Snow, wind, icicles and a today's 20 degree morning have not deterred these flowers. They still bloom, either through tenacity or grace. Maybe both. This message must be for me. If these flowers can hang on, I can keep writing, even when I don't feel like it, even though my rejection file overpowers my acceptance file.
Last night our visiting writer, poet Marilyn Nelson, gave a reading. Marilyn wowed the audience. She read from three works. Carver, A Life in Poems, is a young adult biography of George Washington Carver written in verse. It's very well done. The poems present Carver at different stages of his life and capture his thirst for knowledge and passion for science.
Marilyn was commissioned to write Fortune's Bones when she was poet laureate of Connecticut. The Mattatuck Museum found a skeleton tucked away in its basement and hired forensic scientists to discover its provenance. The skeleton was identified as that of a slave named Fortune who belonged to a doctor. When Fortune died, the doctor secretly dissected the body (illegal in the 19th century)and saved the bones for teaching anatomy. Nelson masterfully commemorates Fortune by imagining his skeleton from different points of view. The reader hears the voice of Fortune's wife, a slave in the same house, who dusts around her husband's bones, the doctor's voice as he begins to perform the illegal dissection, and others.

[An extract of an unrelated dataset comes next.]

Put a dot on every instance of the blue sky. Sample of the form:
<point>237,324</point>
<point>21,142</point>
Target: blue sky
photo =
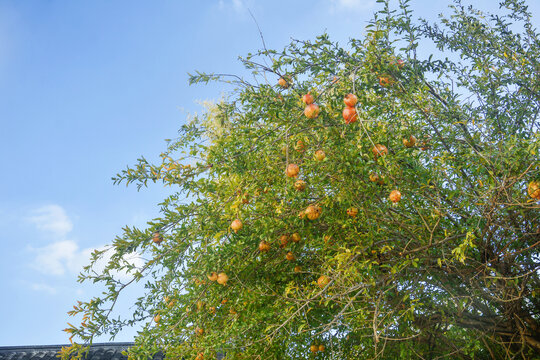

And then she read A Wreath for Emmett Till. This book is a heroic crown of sonnets reflecting on the 1955 murder of Emmett Till, a 14 year-old black boy from the North who visits his southern relatives and is lynched. The use of the strict form is masterful, conveying the brutality and horror of the event so skillfully and sensitively that it eulogizes Emmett and points the reader toward hope: "In my house, there is still something called grace, / which melts ice shards of hate and makes hearts whole."